Growing up in Skodje Municipality, he started playing for IL Ravn as a child. He was a junior player for Aalesunds FK from 2015 to 2017, leaving to pursue a senior career in local SK Herd. He was picked up by newly promoted second-tier club Raufoss IL in 2019, and after impressing there he was deemed good enough for Aalesund. He made his debut for Aalesund in July 2020 against Mjøndalen.

On 19 February 2021, he signed a 3.5-year contract with Russian Premier League club FC Ufa. He made his league debut for FC Ufa on 7 March 2021 in the away game against FC Ural Yekaterinburg, where he was sent-off just 14 minutes after start.

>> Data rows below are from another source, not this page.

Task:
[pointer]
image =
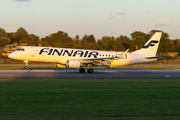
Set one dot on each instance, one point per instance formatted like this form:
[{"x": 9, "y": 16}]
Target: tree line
[{"x": 109, "y": 43}]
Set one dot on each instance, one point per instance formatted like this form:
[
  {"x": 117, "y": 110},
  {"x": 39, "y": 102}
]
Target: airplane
[{"x": 80, "y": 58}]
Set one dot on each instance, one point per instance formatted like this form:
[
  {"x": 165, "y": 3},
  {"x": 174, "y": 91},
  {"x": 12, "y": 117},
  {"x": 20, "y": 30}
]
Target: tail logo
[{"x": 151, "y": 43}]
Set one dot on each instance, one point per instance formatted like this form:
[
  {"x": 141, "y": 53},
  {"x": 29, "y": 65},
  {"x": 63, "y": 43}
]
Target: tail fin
[{"x": 150, "y": 48}]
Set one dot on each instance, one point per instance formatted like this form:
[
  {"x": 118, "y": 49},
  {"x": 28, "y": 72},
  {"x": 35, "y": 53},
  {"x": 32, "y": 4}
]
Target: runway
[{"x": 98, "y": 73}]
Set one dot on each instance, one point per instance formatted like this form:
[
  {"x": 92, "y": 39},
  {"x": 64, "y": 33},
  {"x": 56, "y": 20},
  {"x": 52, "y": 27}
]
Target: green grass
[{"x": 89, "y": 99}]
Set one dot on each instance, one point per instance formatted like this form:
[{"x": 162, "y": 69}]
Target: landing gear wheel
[
  {"x": 90, "y": 70},
  {"x": 25, "y": 67},
  {"x": 82, "y": 70}
]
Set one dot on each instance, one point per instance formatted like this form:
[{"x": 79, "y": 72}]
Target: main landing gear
[
  {"x": 26, "y": 64},
  {"x": 82, "y": 70}
]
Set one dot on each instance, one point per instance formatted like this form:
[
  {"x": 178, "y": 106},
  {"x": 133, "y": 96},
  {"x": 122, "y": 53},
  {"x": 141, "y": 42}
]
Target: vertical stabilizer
[{"x": 150, "y": 48}]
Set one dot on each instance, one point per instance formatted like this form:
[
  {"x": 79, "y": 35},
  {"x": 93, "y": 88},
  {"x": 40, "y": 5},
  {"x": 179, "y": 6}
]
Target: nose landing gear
[{"x": 26, "y": 64}]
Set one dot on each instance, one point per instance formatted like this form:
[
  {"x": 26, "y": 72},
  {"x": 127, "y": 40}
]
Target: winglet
[{"x": 123, "y": 54}]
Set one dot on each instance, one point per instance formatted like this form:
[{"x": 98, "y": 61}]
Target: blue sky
[{"x": 97, "y": 17}]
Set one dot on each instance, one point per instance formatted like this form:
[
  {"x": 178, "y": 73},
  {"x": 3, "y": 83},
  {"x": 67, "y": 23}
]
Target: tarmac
[{"x": 98, "y": 73}]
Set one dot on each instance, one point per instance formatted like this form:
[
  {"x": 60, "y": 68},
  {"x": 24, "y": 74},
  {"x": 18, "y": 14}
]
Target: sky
[{"x": 86, "y": 17}]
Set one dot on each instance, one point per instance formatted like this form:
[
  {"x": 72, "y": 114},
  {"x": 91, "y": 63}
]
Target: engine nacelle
[{"x": 73, "y": 64}]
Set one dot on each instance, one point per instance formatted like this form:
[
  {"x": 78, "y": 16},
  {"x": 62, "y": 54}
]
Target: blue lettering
[
  {"x": 78, "y": 53},
  {"x": 95, "y": 54},
  {"x": 69, "y": 54}
]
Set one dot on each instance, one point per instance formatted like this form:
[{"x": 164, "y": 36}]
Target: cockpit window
[{"x": 21, "y": 49}]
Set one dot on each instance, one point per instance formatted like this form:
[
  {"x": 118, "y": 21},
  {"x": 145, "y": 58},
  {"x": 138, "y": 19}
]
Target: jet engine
[{"x": 74, "y": 64}]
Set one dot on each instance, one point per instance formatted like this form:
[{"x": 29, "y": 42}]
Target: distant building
[{"x": 8, "y": 49}]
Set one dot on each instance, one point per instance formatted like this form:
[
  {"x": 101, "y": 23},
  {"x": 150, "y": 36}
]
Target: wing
[{"x": 106, "y": 60}]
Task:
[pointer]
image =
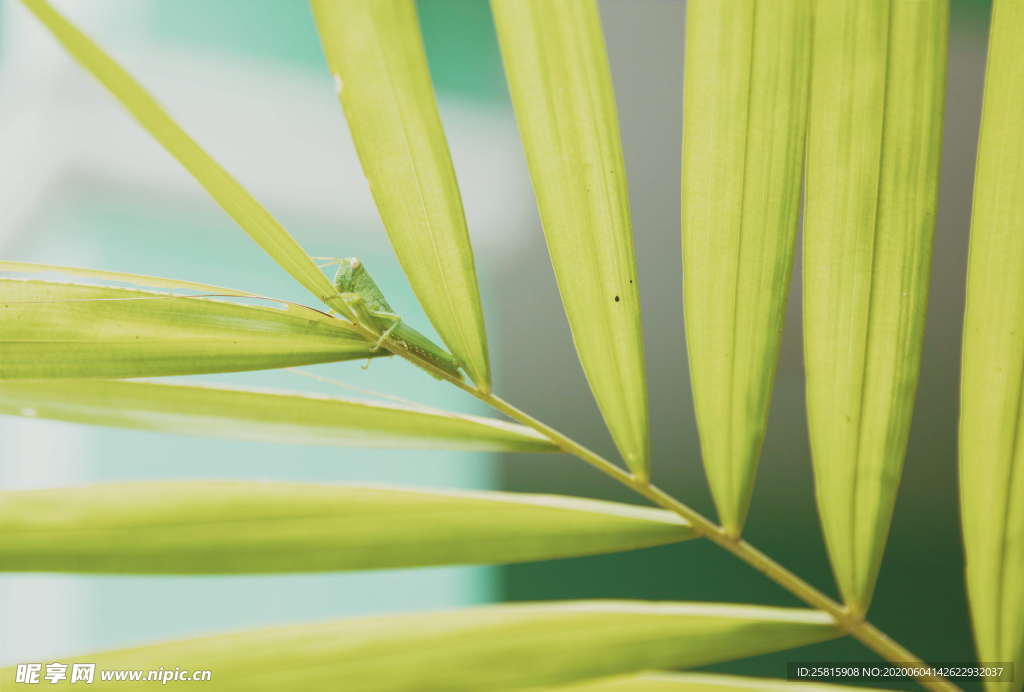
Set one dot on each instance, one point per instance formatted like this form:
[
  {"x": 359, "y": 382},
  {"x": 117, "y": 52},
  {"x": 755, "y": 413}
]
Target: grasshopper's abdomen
[{"x": 426, "y": 349}]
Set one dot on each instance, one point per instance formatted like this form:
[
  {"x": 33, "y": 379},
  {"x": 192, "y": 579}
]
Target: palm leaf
[
  {"x": 561, "y": 89},
  {"x": 876, "y": 121},
  {"x": 262, "y": 416},
  {"x": 225, "y": 190},
  {"x": 375, "y": 51},
  {"x": 744, "y": 110},
  {"x": 230, "y": 527},
  {"x": 491, "y": 648},
  {"x": 697, "y": 682},
  {"x": 54, "y": 330},
  {"x": 991, "y": 456}
]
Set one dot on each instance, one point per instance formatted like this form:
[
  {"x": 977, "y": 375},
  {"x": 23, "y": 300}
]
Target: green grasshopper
[{"x": 371, "y": 309}]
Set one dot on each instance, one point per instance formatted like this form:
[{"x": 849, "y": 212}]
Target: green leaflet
[
  {"x": 489, "y": 648},
  {"x": 743, "y": 129},
  {"x": 991, "y": 446},
  {"x": 225, "y": 190},
  {"x": 873, "y": 142},
  {"x": 267, "y": 417},
  {"x": 375, "y": 52},
  {"x": 561, "y": 89},
  {"x": 229, "y": 527},
  {"x": 54, "y": 330},
  {"x": 697, "y": 682}
]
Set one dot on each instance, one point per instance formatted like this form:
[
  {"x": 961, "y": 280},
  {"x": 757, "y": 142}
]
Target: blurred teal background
[{"x": 86, "y": 187}]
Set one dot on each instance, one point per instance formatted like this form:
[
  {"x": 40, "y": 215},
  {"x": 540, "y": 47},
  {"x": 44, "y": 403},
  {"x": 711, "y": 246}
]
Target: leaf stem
[{"x": 847, "y": 620}]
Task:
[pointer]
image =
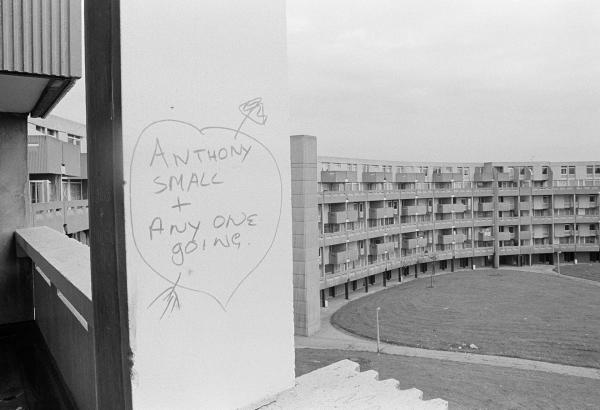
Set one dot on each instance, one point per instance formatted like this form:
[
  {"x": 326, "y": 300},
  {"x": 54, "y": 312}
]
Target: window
[
  {"x": 39, "y": 191},
  {"x": 74, "y": 139}
]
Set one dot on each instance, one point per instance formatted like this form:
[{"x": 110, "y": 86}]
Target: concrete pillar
[
  {"x": 16, "y": 302},
  {"x": 305, "y": 234}
]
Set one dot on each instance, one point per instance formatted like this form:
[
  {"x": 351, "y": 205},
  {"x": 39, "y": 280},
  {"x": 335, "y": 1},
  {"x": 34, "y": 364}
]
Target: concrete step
[{"x": 342, "y": 385}]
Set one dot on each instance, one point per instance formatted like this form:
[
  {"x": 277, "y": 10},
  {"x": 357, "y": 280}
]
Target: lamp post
[
  {"x": 433, "y": 259},
  {"x": 377, "y": 322}
]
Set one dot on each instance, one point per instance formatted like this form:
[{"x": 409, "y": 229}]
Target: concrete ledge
[{"x": 64, "y": 261}]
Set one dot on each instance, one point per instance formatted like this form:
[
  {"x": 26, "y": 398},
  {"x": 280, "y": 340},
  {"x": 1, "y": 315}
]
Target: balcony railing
[
  {"x": 414, "y": 210},
  {"x": 381, "y": 248},
  {"x": 62, "y": 216},
  {"x": 380, "y": 213},
  {"x": 341, "y": 217},
  {"x": 343, "y": 256},
  {"x": 63, "y": 306}
]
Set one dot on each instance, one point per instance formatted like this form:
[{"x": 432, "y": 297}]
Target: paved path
[{"x": 331, "y": 338}]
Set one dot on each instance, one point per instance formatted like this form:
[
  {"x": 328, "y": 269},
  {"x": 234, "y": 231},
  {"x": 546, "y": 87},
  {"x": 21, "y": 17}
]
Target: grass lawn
[
  {"x": 589, "y": 271},
  {"x": 508, "y": 313},
  {"x": 467, "y": 386}
]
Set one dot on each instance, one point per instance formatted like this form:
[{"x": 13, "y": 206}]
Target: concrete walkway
[{"x": 329, "y": 337}]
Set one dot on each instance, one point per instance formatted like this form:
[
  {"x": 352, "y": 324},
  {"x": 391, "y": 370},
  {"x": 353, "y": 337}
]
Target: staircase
[{"x": 342, "y": 385}]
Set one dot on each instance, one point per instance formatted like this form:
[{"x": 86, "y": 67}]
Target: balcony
[
  {"x": 539, "y": 175},
  {"x": 485, "y": 236},
  {"x": 62, "y": 216},
  {"x": 540, "y": 234},
  {"x": 506, "y": 206},
  {"x": 485, "y": 206},
  {"x": 341, "y": 217},
  {"x": 506, "y": 236},
  {"x": 414, "y": 210},
  {"x": 46, "y": 154},
  {"x": 506, "y": 176},
  {"x": 449, "y": 239},
  {"x": 587, "y": 232},
  {"x": 587, "y": 205},
  {"x": 381, "y": 248},
  {"x": 483, "y": 175},
  {"x": 447, "y": 177},
  {"x": 372, "y": 177},
  {"x": 563, "y": 234},
  {"x": 407, "y": 177},
  {"x": 413, "y": 243},
  {"x": 343, "y": 256},
  {"x": 451, "y": 208},
  {"x": 380, "y": 213},
  {"x": 334, "y": 177},
  {"x": 63, "y": 306},
  {"x": 524, "y": 205},
  {"x": 541, "y": 205}
]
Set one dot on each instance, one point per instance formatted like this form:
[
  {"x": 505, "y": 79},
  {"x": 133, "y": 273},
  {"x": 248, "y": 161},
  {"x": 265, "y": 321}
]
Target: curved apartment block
[{"x": 358, "y": 222}]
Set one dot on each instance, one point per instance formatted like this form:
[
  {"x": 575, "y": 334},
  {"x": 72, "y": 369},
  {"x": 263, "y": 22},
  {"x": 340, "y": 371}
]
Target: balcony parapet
[
  {"x": 485, "y": 207},
  {"x": 57, "y": 214},
  {"x": 380, "y": 213},
  {"x": 372, "y": 177},
  {"x": 343, "y": 256},
  {"x": 414, "y": 210},
  {"x": 404, "y": 177},
  {"x": 63, "y": 305},
  {"x": 341, "y": 217},
  {"x": 338, "y": 176},
  {"x": 381, "y": 248},
  {"x": 451, "y": 208},
  {"x": 447, "y": 177}
]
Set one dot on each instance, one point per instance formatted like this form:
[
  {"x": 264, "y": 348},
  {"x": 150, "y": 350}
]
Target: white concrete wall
[{"x": 213, "y": 329}]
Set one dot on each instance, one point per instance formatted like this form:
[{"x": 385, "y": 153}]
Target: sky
[{"x": 441, "y": 80}]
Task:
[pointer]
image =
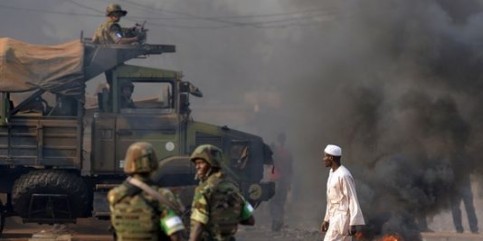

On 28 August 2021, Ufa announced his transfer to Vendsyssel FF in Denmark. On transfer deadline day, 31 January 2023, Bizoza joined Danish Superliga club Lyngby Boldklub on a deal until June 2025. On 14 June 2024, Bizoza signed a contract until the end of 2027 with Norwegian Eliteserien club FK Haugesund.

==International career==
In late 2019, while a Norwegian citizen, Bizoza was called up to the Burundi national football team.